A month from now, with the top-level end-of-season extravaganzas in Europe – the QE II, Arc and Champion Stakes – in the formbook, attention will be on the world's richest meeting. The 24th edition of the moveable US banquet that is the Breeders' Cup has expanded to two days, 11 races and prize-money of $23m (£11m) and, although it does still, despite the rewards on offer, tend to be an afterthought over here, over there it is right on the radar.
This weekend a clutch of contenders will strut their stuff, notably long-absent Godolphin colourbearer Discreet Cat. The four-year-old was touted as a superstar after winning his first six races by an aggregate 38 lengths but has not been seen since finishing last behind Invasor in the Dubai World Cup in March.
After that anticlimax he was found to have an unpleasant, aggressive abscess developing in his throat, was still poorly when he returned to the blues' Belmont Park base and did not work again until August.
The Nad Al Sheba showpiece was the son of Forestry's first try at 10 furlongs. On Sunday he will drop back to six for the Vosburgh Stakes, a recognised trial for the Breeders' Cup Sprint and a Grade One contest in its own right, at his home track in New York. He is due to meet some smart speedsters, like Fabulous Strike, Mach Ride and First Defence.
"I would say this is not the easiest comeback race in the world," said Godolphin's man in New York, Rick Mettee. "He's done enough work to where he is fit, sound and going into a race in good condition. But it's a pretty hot race; it's a deep field with a lot of pace in there.
"We're getting near the time when we can't be too picky about choosing a comeback. It's a Grade One and we feel he needs to establish himself at that level again. It will be good to get him back in a big race and in the national spotlight."
After summering upstate in Saratoga, the white-blazed bright bay, a strikingly attractive individual, breezed five furlongs in a smart 1.00.84 at Belmont in his latest workout. Last year, he made a successful return to action after a five-month virus-induced absence, following his six-length UAE Derby victory over nine furlongs in March with one by 11 lengths in a seven-furlong contest in August.
"He had a layoff after he got here last year because of a sickness, but nothing like this year," Mettee added. "This took a lot more time to heal. It's been a steady road back but a long one. It will be good to get a gauge against real good sprinters to see where he fits."
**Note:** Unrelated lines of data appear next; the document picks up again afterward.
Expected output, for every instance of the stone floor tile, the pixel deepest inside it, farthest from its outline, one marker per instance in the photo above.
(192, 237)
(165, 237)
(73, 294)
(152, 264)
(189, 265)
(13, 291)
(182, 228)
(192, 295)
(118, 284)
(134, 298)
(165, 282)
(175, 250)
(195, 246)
Discreet Cat has three options on the Breeders' Cup programme, to be staged at Monmouth Park in New Jersey; the Sprint or the Classic on Saturday's main card, or the Dirt Mile the previous day. The Dirt Mile is, with the Filly & Mare Sprint and Juvenile Turf, one of three newly instigated races but, although each carries a purse of $1m, they do not have Grade One status.
The Classic, of course, does, plus prize-money of $5m. The market leaders for the 10-furlong dirt Breeders' Cup finale, Lawyer Ron and Street Sense, have their preps at the weekend, though not in opposition.
Lawyer Ron has come into his own as a four-year-old and, after winning two Saratoga features, the Whitney Stakes (in record time) and Woodward Stakes (by eight lengths), goes for his third straight Grade One in Sunday's Jockey Club Gold Cup at Belmont after working like a dream on Monday. "He was excellent," said trainer Todd Pletcher. "He needs a race; he's a horse who tends to get fresh, and does well with activity."
The chestnut and his stablemate and fellow Classic contender Any Given Saturday, an easy winner at Belmont four days ago, have brought some cheer to Pletcher, whose crack filly Rags To Riches is on the sidelines with an injury.
Like Discreet Cat, the Kentucky Derby winner Street Sense might have become immortal, but his Triple Crown dream died with a head defeat by Curlin in the Preakness. The tough little bay, based with Carl Nafzger at Churchill Downs, stays in his own state on Saturday for the Kentucky Cup at Turfway Park, where he will clash for the third time with Derby runner-up and Preakness third Hard Spun.